The industry still has far to go. According to a recent John Hopkins study, consumers are still not eating enough fruits and vegetables for optimal health, even when french fries are counted as a vegetable.

However, Silbermann pointed out that sales of products described as “superfoods” — like blueberries, pomegranates and green tea — have increased substantially.

“Could it be that better marketing is the missing link [to boosting consumption]?” he asked. “We have to start asking smarter questions, find the right answers — now. Because I for one believe our challenge is about to get harder as a new generation of consumer joins the marketplace.”

Using terms coined by educational games developer Marc Prensky, Silbermann described the generation that's currently coming of age as “digital natives,” and contrasted them with older generations of “digital immigrants.” In developed countries, these digital natives have grown up surrounded by technology, and have never known a world without the Internet. They intuitively speak a language their parents had to learn.

Yet a recent study from Harris Interactive that listed the most trusted brands among these “natives” didn't include any fresh produce companies. Worse, a recent University of Kentucky study indicated that only 25% of this young demographic typically eat fresh fruits or vegetables daily.

“Ignore this native at your peril; they are the most sophisticated, connected consumer our supply chain has ever seen,” Silbermann said. “Remember the first rule of marketing — find out what's important to your audience. Because our consumers have a lot on their minds these days, including survival in an economy unable to stay on an even keel. Younger consumers are particularly worried about their job prospects and chances for advancement.”

More broadly speaking, consumer food shopping trends continue to reflect ongoing economic uncertainty. Supermarket profitability is down as shoppers continue to seek out bargains whenever possible, and the Food Marketing Institute has reported that U.S. consumers now average 1.69 trips to the supermarket each week, the lowest total in 62 years.

But, in a positive sign for the produce industry, “themes like health and wellness, locally grown, fresh, [and] sustainable continue to influence purchases. When it comes to health, heart healthy is solidly in first place according to FMI, followed by more energy, digestion and mind health. But the message alone is not enough. If we do not meet the expectation of flavor, the best messaging will serve no purpose.”

Silbermann later argued that too many growers have had blinders on when responding to the consumer's search for low prices. In tough economic times, price does increase in importance, he said, but the industry may be creating its “own unsolvable problem” by focusing so heavily on price.

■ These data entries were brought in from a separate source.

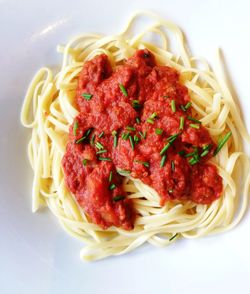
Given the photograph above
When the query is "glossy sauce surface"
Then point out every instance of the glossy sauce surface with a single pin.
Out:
(136, 119)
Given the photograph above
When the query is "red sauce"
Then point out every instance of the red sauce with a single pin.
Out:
(144, 104)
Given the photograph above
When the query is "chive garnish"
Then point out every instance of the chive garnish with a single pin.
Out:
(183, 108)
(194, 119)
(123, 172)
(173, 237)
(171, 140)
(110, 176)
(112, 187)
(158, 131)
(92, 140)
(172, 165)
(194, 126)
(145, 163)
(181, 123)
(84, 162)
(124, 91)
(104, 158)
(75, 127)
(204, 153)
(98, 145)
(207, 147)
(181, 153)
(163, 160)
(173, 106)
(118, 198)
(130, 128)
(222, 143)
(115, 141)
(150, 121)
(131, 142)
(101, 135)
(188, 105)
(136, 104)
(101, 151)
(136, 139)
(87, 96)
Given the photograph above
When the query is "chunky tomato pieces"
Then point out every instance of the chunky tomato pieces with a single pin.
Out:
(136, 119)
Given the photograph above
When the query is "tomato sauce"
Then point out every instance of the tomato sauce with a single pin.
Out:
(136, 120)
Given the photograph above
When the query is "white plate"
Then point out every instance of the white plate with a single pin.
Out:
(36, 255)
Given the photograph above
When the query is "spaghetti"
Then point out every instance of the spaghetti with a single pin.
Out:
(49, 109)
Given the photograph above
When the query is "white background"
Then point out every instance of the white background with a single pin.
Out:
(36, 255)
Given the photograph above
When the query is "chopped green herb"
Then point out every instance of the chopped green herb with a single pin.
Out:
(181, 153)
(183, 108)
(171, 140)
(194, 126)
(173, 237)
(136, 104)
(153, 115)
(101, 135)
(181, 123)
(188, 105)
(150, 121)
(143, 135)
(87, 96)
(204, 153)
(145, 163)
(173, 106)
(101, 151)
(112, 187)
(158, 131)
(92, 140)
(84, 162)
(99, 145)
(75, 127)
(163, 160)
(124, 91)
(193, 161)
(131, 142)
(118, 198)
(194, 119)
(115, 141)
(104, 158)
(110, 176)
(125, 136)
(222, 142)
(207, 147)
(130, 128)
(123, 172)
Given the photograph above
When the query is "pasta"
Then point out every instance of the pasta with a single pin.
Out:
(49, 110)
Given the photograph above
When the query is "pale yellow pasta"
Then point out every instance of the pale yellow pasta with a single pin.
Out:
(49, 109)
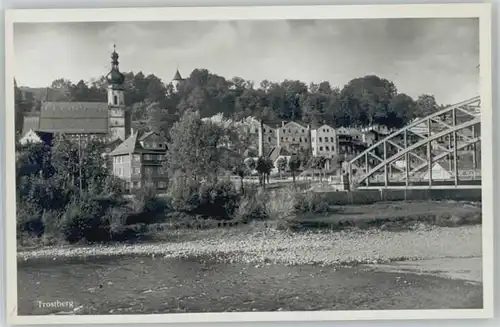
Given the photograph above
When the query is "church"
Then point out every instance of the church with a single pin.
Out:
(108, 121)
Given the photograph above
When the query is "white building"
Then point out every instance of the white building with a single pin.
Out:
(324, 141)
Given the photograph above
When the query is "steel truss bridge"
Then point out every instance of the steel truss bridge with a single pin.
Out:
(442, 150)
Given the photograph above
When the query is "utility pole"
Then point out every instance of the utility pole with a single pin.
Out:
(80, 163)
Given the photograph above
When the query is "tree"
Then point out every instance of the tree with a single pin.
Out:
(264, 167)
(251, 164)
(294, 165)
(425, 105)
(195, 148)
(241, 170)
(401, 111)
(282, 165)
(365, 101)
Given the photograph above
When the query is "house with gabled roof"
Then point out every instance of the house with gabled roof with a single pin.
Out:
(79, 121)
(138, 161)
(294, 137)
(37, 137)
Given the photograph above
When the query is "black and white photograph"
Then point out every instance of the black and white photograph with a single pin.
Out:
(249, 166)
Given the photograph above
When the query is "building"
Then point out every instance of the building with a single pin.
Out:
(138, 161)
(268, 137)
(81, 121)
(293, 137)
(276, 154)
(324, 142)
(36, 137)
(177, 80)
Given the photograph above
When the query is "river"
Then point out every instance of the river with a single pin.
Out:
(146, 285)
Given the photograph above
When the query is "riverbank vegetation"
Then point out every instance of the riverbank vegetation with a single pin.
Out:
(66, 194)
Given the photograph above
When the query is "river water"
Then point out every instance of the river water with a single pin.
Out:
(146, 285)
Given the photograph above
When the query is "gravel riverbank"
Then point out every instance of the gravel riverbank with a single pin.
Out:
(259, 245)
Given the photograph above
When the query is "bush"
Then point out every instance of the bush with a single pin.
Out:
(311, 202)
(29, 220)
(147, 201)
(252, 206)
(183, 193)
(219, 200)
(85, 219)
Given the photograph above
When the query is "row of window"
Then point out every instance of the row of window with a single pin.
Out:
(137, 158)
(320, 139)
(154, 156)
(154, 145)
(160, 184)
(300, 139)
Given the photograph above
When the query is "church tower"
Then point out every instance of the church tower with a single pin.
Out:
(177, 80)
(119, 121)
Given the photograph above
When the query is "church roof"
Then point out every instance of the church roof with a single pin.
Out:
(133, 145)
(177, 76)
(30, 122)
(74, 117)
(128, 146)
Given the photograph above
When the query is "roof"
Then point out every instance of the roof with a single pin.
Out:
(46, 138)
(276, 152)
(145, 136)
(74, 117)
(30, 122)
(295, 123)
(177, 76)
(322, 126)
(128, 146)
(133, 145)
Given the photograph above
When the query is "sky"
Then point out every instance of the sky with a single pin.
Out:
(421, 56)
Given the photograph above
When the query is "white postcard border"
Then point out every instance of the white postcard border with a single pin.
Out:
(480, 10)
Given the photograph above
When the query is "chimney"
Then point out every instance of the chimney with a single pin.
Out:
(261, 138)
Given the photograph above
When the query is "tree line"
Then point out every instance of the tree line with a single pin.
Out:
(361, 102)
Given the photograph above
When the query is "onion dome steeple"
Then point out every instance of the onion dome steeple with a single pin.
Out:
(114, 77)
(177, 76)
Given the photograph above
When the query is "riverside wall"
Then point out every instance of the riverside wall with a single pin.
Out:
(372, 196)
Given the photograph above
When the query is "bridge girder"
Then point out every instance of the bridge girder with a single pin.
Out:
(422, 141)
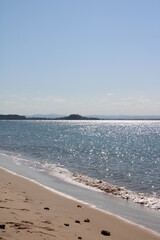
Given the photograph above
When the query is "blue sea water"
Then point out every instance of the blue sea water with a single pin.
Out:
(122, 154)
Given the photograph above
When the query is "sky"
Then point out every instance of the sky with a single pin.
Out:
(80, 56)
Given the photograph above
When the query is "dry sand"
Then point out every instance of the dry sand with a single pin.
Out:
(29, 211)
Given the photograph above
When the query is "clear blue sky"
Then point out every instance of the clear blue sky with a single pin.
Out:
(80, 56)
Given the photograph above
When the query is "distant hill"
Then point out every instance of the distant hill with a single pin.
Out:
(51, 116)
(12, 117)
(76, 117)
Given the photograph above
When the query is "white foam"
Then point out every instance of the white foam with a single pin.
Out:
(80, 201)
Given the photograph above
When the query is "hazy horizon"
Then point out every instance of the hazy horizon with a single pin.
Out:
(88, 57)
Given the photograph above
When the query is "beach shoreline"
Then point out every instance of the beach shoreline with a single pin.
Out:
(29, 210)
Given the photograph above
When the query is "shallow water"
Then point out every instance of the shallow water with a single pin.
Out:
(123, 156)
(138, 214)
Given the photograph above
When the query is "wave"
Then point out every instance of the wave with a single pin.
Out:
(59, 171)
(147, 200)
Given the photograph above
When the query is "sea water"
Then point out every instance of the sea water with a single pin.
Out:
(113, 158)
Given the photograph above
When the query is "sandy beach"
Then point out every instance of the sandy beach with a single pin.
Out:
(30, 211)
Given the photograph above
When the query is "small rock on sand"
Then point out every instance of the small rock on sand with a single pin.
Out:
(2, 226)
(46, 208)
(105, 233)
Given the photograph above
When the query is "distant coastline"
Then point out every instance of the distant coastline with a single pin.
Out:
(79, 117)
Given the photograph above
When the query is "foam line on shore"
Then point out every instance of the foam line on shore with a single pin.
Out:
(82, 202)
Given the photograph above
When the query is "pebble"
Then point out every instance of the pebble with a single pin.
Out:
(2, 226)
(46, 208)
(77, 221)
(105, 233)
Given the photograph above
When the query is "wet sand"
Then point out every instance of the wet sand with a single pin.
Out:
(30, 211)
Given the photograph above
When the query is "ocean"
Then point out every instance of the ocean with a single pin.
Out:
(119, 159)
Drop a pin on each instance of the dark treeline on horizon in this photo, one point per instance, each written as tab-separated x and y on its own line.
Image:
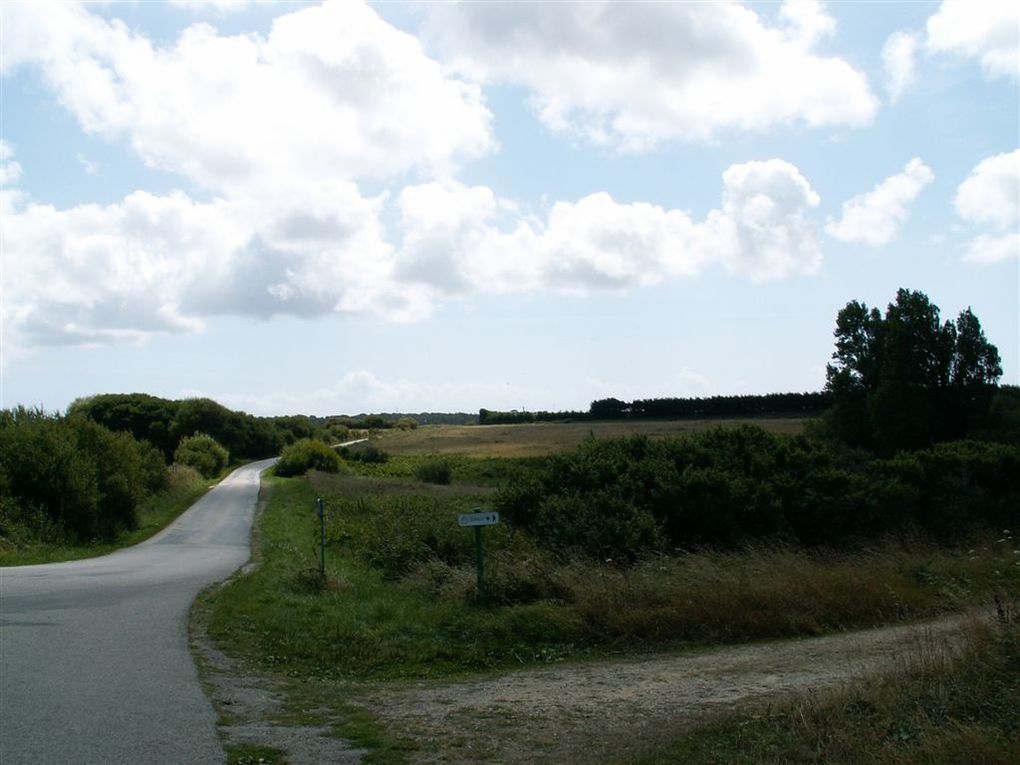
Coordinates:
764	405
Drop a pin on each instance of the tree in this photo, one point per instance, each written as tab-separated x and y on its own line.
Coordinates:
203	453
908	379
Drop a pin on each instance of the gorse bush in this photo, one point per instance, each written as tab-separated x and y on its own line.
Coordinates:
203	453
396	533
366	453
70	477
725	488
435	470
305	455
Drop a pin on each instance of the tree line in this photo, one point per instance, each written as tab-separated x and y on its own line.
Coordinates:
766	405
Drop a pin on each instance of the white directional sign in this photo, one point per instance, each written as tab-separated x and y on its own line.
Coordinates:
478	519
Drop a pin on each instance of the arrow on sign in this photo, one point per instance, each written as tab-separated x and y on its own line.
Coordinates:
478	519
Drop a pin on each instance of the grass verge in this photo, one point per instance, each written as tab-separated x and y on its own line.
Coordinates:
185	490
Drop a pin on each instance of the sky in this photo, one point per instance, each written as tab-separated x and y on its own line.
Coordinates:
403	207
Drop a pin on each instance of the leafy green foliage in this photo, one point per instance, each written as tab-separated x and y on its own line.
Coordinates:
68	476
368	454
907	379
436	470
203	453
305	455
164	422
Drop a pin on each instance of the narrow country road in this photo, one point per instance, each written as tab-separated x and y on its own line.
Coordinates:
94	658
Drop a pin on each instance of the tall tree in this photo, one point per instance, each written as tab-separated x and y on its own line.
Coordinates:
906	379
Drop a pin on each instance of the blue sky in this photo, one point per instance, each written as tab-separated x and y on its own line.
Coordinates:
304	208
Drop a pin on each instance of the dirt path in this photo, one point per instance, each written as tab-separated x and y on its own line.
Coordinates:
595	712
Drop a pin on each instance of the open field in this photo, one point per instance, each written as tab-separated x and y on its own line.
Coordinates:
409	668
540	439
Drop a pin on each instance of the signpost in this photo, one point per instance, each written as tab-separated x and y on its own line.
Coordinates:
320	511
477	520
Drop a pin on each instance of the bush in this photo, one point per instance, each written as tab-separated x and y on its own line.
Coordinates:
70	478
435	471
368	453
730	487
203	453
305	455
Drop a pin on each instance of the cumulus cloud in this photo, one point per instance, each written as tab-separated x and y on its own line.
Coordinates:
989	197
10	170
148	263
631	75
762	230
983	30
333	91
874	218
900	62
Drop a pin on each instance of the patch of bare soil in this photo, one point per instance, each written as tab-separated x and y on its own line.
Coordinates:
253	712
596	712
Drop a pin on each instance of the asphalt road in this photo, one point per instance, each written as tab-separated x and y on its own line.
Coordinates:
94	659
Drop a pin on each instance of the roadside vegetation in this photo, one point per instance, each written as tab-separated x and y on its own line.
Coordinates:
613	546
901	503
115	469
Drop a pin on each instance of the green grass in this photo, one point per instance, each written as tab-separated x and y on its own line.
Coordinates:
158	512
937	710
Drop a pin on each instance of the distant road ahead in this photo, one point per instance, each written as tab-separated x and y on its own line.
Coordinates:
94	660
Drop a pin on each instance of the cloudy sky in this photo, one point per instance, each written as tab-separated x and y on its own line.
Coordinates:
346	207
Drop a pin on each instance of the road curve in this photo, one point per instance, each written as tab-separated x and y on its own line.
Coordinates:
94	659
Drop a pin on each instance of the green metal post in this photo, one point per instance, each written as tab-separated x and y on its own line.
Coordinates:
479	562
321	514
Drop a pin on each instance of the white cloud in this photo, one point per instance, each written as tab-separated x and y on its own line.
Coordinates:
900	62
990	194
220	6
631	75
150	263
332	92
990	197
762	231
991	248
874	218
96	273
87	164
10	170
983	30
764	228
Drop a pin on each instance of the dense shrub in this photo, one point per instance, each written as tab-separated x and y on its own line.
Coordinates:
70	478
436	470
305	455
203	453
395	533
368	453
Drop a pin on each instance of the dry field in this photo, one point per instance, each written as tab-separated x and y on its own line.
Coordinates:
536	440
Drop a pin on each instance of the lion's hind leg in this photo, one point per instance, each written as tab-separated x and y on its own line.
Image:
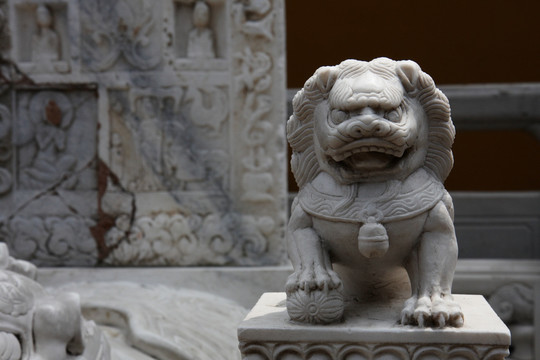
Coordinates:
431	270
314	290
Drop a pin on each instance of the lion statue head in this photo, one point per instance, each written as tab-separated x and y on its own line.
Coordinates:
370	121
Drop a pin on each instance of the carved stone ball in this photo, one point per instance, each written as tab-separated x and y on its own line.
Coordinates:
315	307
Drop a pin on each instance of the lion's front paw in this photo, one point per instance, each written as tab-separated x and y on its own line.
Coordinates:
436	310
314	277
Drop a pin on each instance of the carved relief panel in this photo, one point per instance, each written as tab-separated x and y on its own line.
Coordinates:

“Suspend disbelief for a moment,” he said. “Can a strategy of providing flavor and unique value overcome consumer price sensitivity and increase consumption? Take this a bit further. A price focus screams commodity, a value or flavor focus says ‘my product is unique, my product has value.’ For many of today's consumers, it says ‘buy me.’”

In addition to enhancing their standards for flavor, growers and shippers should note that labeling and packaging is becoming more important, Silbermann continued.

“Consumers are bringing their ideals with them to the grocery store; they are, more than ever before, searching for opportunities to connect to the supplier. How are we addressing that need in our labeling?”